Il n'est, évidemment, pas possible d'éliminer entièrement la menace de la violence motivée par la haine, mais une stratégie nationale claire de lutte contre le contenu haineux en ligne peut contribuer de façon significative à protéger les Canadiens. Le Centre consultatif des relations juives et israéliennes a élaboré une recommandation stratégique en quatre points pour lutter contre le contenu haineux en ligne.
Le premier point vise à définir en quoi consiste le contenu haineux. Ce point fort important prévoit que le gouvernement canadien définira ce qui constitue un contenu haineux.

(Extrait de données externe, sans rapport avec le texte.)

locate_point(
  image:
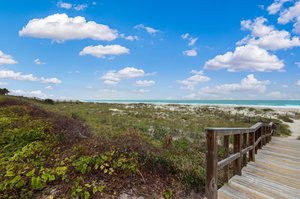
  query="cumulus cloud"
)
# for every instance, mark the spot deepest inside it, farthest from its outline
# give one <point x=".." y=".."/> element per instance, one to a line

La première chose à faire serait d'adopter la définition de l'antisémitisme de l'Alliance internationale pour la mémoire de l'Holocauste. Cette définition est un outil pratique qui devrait être utilisé par les autorités canadiennes pour appliquer la loi et par les fournisseurs de médias sociaux pour mettre en oeuvre des politiques contre le contenu haineux.
La recommandation du Centre consultatif des relations juives et israéliennes prévoit aussi de faire le suivi du contenu haineux, de prévenir celui-ci et d'intervenir pour en empêcher la diffusion.

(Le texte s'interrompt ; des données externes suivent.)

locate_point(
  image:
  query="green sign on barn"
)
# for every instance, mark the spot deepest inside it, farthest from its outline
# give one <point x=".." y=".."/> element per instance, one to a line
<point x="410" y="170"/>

En ce qui concerne le dernier point, qui est d'intervenir pour empêcher la diffusion de contenu haineux, je tiens à indiquer très clairement que nous ne cherchons pas à contrôler les discours de mauvais goût. La liberté d'expression est une valeur canadienne fondamentale. Ce sont la glorification de la violence et la propagande systématique à l'encontre des Juifs et des autres communautés qui nous préoccupent.

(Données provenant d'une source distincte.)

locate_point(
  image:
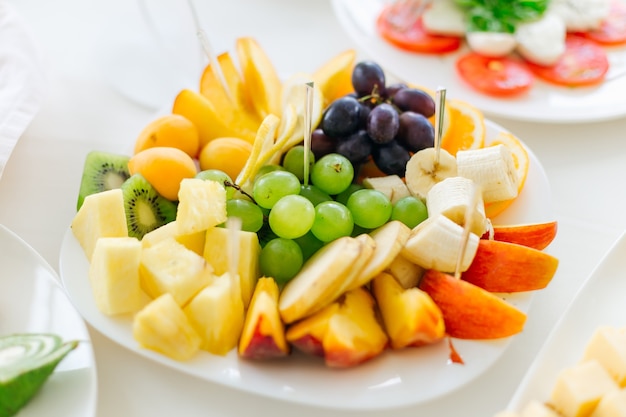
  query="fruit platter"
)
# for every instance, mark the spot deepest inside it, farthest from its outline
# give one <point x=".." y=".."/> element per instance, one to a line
<point x="518" y="83"/>
<point x="333" y="238"/>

Nous croyons possible de parvenir à un juste équilibre entre la protection de la liberté d'expression et la lutte contre le contenu haineux en ligne qui démonise des communautés entières et qui mène à la violence et au meurtre.
Il s'agit évidemment d'un problème complexe, mais nous demandons au gouvernement du Canada de prendre les devants pour chercher à comprendre ce phénomène et créer des outils pour lutter contre celui-ci. Nous demandons au gouvernement du Canada de lancer une stratégie nationale pour lutter contre le contenu haineux en ligne, en travaillant en partenariat avec les plateformes de médias sociaux et les fournisseurs de services Internet, ainsi qu'avec d'autres partenaires indiqués. Il s'agit d'un point crucial pour apporter des améliorations dont nous avons bien besoin.
Merci.
Je vous remercie beaucoup, monsieur le rabbin.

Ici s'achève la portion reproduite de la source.